7. Application that delivers the SOT and provides composite and individual condition scores.

PHASE III DUAL USE APPLICATIONS: The expected Phase II end-product is a well-designed, portable balance training and testing system for use in research or clinical settings that is able to deliver the SOT with the same standards of commercially available dynamic posturography systems. To move this SBIR work towards operational- and commercial-readiness, Phase III efforts should focus on validating the device’s repeatability and reliability against current devices used for SOT in targeted populations and further development for clinical use (production, delivery/setup, software, durability). This will support future commercialization efforts in both military and civilian markets. It is anticipated that DoD customers will include clinical rehabilitation settings that address TBI diagnosis and symptom treatment (vestibular dysfunction, dizziness, oculomotor system dysfunction) and clinics for MSKI injuries (chronic ankle instability, knee/ankle injury, ligament injury). Key customers may include facilities that currently own CDP systems, including large military treatment facilities (e.g. Naval Medical Center San Diego, Walter Reed National Military Medical Center), Department of Veterans Affairs hospitals (e.g. Palo Alto, Minneapolis, Seattle), and academic universities (e.g. University of Wisconsin system, University of California System, University of Pittsburgh). Additionally, a portable and lower-cost system would enable medical facilities to purchase and use more than one balance system in different clinics. It would also enable access to objective assessment and rehabilitation tools at military clinics (e.g. Twentynine Palms) and civilian outpatient clinics.  A successful device could also have implications for use in deployed settings if ruggedized. Commercial markets that could benefit from this novel product would include: private rehabilitation centers, sports training centers, and research organizations.


  1. Defense and Veterans Brain Injury Center (DVBIC).
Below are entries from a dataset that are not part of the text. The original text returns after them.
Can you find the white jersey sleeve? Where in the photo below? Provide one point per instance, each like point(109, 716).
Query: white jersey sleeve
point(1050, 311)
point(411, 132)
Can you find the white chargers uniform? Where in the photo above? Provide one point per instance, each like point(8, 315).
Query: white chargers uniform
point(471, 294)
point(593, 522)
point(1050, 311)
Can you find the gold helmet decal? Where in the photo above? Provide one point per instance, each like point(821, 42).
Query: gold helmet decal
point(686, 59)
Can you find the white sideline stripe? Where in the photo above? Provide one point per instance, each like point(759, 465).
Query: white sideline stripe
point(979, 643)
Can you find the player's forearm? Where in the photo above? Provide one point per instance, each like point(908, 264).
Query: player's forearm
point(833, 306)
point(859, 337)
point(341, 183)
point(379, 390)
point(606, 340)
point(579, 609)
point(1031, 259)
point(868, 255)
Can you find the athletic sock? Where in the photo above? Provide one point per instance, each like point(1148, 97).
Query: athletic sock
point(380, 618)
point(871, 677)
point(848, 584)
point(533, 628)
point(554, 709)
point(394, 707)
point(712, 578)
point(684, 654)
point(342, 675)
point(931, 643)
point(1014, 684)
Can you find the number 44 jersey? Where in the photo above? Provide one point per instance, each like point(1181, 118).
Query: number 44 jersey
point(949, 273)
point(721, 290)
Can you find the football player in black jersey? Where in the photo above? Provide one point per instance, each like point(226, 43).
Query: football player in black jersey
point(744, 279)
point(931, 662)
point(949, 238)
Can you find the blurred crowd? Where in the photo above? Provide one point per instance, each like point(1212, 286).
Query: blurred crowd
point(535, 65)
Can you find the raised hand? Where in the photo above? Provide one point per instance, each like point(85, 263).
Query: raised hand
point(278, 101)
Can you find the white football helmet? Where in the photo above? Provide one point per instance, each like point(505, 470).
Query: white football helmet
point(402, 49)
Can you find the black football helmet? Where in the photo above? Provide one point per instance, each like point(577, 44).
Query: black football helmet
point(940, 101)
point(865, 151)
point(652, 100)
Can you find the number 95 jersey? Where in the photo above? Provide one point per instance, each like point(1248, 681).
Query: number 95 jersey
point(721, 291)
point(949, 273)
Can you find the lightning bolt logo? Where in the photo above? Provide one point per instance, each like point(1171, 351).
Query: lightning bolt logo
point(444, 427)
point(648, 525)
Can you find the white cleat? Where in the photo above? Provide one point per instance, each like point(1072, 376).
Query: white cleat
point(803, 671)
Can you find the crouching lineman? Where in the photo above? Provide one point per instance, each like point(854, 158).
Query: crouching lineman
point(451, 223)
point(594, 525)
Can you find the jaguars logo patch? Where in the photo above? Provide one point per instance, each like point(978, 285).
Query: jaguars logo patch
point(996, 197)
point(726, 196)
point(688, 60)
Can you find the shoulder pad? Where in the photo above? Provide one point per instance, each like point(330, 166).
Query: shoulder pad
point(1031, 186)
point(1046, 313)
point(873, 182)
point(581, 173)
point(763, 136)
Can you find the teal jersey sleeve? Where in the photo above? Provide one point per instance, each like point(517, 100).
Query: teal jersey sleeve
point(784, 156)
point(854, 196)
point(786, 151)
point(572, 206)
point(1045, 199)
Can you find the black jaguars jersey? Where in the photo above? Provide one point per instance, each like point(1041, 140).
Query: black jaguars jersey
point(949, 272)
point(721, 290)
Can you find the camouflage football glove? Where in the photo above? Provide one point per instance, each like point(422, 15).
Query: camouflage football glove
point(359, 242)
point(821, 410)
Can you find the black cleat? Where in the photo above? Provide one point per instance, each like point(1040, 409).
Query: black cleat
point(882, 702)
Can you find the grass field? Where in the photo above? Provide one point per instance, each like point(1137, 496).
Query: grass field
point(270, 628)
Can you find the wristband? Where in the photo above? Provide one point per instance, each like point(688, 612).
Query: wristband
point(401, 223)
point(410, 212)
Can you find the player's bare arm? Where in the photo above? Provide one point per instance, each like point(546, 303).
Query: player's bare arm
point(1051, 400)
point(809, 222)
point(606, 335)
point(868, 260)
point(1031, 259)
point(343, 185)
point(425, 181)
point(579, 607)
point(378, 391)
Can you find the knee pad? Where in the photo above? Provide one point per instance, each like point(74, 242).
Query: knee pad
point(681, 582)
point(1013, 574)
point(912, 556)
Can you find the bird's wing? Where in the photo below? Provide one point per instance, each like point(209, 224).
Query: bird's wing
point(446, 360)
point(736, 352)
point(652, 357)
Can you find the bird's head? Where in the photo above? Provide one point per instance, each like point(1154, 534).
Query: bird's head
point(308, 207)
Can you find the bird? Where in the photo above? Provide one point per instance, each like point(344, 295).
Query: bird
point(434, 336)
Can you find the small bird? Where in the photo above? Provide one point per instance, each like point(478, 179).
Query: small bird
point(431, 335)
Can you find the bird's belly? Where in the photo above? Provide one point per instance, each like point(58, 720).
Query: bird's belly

Cognitive Rehabilitation for Service Members and Veterans Following Mild to Moderate Traumatic Brain Injury.; accessed 27 JUL 20.
  2. Molloy, Joseph M., Timothy L. Pendergrass, Ian E. Lee, Michelle C. Chervak, Keith G. Hauret, and Daniel I. Rhon. "Musculoskeletal injuries and United States Army readiness Part I: overview of injuries and their strategic impact." Military medicine (2020).
  3. Filipa, Alyson, Robyn Byrnes, Mark V. Paterno, Gregory D. Myer, and Timothy E. Hewett. "Neuromuscular training improves performance on the star excursion balance test in young female athletes." Journal of orthopaedic & sports physical therapy 40, no. 9 (2010): 551-558.
  4. Zech, Astrid, Markus Hübscher, Lutz Vogt, Winfried Banzer, Frank Hänsel, and Klaus Pfeifer. "Balance training for neuromuscular control and performance enhancement: a systematic review." Journal of athletic training 45, no. 4 (2010): 392-403.
  5. Pletcher, Erin R., Valerie J. Williams, John P. Abt, Paul M. Morgan, Jeffrey J. Parr, Meleesa F. Wohleber, Mita Lovalekar, and Timothy C. Sell. "Normative data for the NeuroCom sensory organization test in US military special operations forces." Journal of athletic training 52, no. 2 (2017): 129-136.